HipHopDX: Is TikTok a service that you can ignore with peace of mind as an artist now?
Geivon “EG” Cisneros: No, you can’t ignore it. That would be ignorant. There’s no way. Even if you wanted to, it’s a new way of getting your product serviced in front of new eyes. This is where the kids are sitting out. There are too many eyeballs on it and there’s nothing changing that anytime soon.
When Instagram released the ability to upload videos and Stories, that changed the game for them. Brands outside of music are starting to use it too like clothing stores and tech. Some are even adding music artists as well. If you’re looking for your record to do some kind of noise, you’re going to need it.

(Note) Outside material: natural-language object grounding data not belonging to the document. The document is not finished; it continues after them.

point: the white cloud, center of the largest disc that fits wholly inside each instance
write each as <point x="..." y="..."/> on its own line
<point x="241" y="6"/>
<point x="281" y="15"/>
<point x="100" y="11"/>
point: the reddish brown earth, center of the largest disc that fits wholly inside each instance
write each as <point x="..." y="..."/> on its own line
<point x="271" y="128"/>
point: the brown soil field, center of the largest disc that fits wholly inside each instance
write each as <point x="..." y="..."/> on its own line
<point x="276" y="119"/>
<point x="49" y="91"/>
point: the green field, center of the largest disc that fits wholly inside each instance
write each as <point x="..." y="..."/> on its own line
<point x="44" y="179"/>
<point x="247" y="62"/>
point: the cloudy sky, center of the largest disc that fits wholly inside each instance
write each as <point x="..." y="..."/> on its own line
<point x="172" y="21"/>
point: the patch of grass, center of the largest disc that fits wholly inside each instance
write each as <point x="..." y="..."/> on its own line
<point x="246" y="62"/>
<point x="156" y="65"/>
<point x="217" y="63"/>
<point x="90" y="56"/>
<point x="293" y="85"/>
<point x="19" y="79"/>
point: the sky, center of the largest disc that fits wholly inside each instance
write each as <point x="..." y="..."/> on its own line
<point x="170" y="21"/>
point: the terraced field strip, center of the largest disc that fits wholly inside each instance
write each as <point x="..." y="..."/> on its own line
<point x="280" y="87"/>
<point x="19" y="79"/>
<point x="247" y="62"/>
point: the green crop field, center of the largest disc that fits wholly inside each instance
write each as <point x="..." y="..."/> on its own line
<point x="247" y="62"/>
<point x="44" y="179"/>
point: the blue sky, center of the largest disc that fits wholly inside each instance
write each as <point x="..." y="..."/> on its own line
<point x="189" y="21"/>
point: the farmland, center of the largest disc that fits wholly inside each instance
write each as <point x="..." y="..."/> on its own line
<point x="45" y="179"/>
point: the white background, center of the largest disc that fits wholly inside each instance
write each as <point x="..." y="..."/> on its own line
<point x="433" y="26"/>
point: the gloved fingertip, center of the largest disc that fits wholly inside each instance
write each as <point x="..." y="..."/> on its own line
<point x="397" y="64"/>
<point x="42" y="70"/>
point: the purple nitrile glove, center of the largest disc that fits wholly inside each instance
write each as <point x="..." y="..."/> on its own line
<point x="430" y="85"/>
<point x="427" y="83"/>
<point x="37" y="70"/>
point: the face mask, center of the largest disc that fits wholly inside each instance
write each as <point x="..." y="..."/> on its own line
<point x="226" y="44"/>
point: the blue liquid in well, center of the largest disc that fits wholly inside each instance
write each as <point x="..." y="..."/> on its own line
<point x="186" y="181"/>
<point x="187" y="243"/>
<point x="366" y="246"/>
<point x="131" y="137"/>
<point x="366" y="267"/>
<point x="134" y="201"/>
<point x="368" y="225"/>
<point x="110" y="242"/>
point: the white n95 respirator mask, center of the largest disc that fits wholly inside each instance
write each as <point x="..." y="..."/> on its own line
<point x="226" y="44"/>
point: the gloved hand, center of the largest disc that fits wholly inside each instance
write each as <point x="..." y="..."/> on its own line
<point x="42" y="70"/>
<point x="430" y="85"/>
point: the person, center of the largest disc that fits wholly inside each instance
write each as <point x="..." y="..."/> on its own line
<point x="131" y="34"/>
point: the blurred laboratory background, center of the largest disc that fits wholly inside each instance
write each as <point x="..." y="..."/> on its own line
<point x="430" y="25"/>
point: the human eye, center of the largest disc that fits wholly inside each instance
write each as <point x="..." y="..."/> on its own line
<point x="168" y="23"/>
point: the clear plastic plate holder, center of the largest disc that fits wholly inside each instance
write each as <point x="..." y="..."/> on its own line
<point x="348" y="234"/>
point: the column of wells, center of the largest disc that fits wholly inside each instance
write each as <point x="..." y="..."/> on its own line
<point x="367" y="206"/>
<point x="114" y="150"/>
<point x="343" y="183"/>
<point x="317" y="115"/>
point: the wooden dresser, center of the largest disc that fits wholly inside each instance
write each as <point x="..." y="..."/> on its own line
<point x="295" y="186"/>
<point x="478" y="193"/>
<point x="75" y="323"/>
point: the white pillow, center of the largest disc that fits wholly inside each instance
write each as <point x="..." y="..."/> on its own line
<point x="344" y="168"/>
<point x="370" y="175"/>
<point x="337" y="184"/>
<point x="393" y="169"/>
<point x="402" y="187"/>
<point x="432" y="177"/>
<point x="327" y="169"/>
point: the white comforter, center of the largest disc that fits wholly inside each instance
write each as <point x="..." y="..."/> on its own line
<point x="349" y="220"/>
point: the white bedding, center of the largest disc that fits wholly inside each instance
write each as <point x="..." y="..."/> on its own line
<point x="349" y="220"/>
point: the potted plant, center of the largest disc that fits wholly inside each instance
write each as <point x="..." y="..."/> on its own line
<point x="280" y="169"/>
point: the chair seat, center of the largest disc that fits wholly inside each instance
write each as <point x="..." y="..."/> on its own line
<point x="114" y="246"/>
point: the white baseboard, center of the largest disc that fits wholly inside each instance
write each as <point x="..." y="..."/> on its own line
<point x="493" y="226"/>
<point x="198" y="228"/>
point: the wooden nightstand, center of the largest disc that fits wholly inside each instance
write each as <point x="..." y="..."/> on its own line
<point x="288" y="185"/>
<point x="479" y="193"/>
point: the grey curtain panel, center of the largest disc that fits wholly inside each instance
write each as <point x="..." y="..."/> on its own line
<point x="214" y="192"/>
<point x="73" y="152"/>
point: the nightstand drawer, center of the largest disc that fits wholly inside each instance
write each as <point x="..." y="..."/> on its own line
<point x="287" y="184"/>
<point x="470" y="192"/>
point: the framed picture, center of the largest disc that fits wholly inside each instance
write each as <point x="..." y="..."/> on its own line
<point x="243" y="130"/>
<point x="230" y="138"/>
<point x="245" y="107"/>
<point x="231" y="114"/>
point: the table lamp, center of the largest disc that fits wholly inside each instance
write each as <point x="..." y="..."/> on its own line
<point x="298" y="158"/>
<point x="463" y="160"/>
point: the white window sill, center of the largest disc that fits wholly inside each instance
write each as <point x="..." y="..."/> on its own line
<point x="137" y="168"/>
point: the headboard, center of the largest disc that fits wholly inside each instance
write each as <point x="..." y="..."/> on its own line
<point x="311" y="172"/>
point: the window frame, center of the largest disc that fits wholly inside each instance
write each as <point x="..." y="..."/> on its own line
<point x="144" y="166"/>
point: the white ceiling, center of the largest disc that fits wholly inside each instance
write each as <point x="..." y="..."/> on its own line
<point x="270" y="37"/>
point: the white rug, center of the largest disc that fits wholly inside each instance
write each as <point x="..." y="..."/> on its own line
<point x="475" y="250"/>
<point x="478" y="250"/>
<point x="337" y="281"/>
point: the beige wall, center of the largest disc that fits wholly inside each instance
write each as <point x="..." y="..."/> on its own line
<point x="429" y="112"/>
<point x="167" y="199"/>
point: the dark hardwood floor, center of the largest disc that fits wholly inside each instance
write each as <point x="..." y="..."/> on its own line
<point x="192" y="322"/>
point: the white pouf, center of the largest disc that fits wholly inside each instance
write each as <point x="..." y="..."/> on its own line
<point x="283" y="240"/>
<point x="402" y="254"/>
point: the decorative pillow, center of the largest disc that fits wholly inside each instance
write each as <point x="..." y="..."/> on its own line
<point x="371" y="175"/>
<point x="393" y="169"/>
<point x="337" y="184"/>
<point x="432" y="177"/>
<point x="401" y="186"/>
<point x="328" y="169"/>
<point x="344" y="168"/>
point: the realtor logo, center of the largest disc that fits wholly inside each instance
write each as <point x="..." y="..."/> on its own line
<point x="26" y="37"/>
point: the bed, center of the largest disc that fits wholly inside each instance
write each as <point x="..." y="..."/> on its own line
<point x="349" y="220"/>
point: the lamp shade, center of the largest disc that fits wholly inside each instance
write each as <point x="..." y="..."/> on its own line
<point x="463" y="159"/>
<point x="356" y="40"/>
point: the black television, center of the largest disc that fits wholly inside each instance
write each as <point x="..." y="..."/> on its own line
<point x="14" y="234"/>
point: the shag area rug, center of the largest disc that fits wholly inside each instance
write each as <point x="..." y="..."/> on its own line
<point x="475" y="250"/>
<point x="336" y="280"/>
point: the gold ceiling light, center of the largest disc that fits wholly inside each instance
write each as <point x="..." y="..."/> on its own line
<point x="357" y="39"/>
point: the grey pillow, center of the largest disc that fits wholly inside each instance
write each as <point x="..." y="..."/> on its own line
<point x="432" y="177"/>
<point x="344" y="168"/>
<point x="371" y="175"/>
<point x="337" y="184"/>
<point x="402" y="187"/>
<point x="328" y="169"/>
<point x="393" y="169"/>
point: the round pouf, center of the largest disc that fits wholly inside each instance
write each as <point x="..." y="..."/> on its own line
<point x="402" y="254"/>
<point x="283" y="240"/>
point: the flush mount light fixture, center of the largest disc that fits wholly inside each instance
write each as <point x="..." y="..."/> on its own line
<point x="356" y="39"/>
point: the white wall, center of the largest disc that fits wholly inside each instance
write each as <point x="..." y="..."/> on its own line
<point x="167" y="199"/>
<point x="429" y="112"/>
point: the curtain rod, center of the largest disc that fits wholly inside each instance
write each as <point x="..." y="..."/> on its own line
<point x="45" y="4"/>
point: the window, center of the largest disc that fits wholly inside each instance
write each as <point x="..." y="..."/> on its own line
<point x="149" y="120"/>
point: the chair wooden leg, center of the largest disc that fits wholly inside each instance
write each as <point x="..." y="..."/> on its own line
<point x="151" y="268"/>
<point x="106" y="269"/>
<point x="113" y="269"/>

Even if your music doesn’t necessarily revolve around dance, it’s good to create some form of content around it. When I received the Oliver Tree record and video for “Hurt,” it was nothing really danceable and he was just yelling a lot so we got our influencers to yell with the audio. If you’re smart, you’ll find a good 15-second soundbite of your song no matter what it is and go from there. If you think TikTok is just for dancing records, you’re two or three years too late. Just understand that with any social media platform, there are always going to be adjustments that have to be made.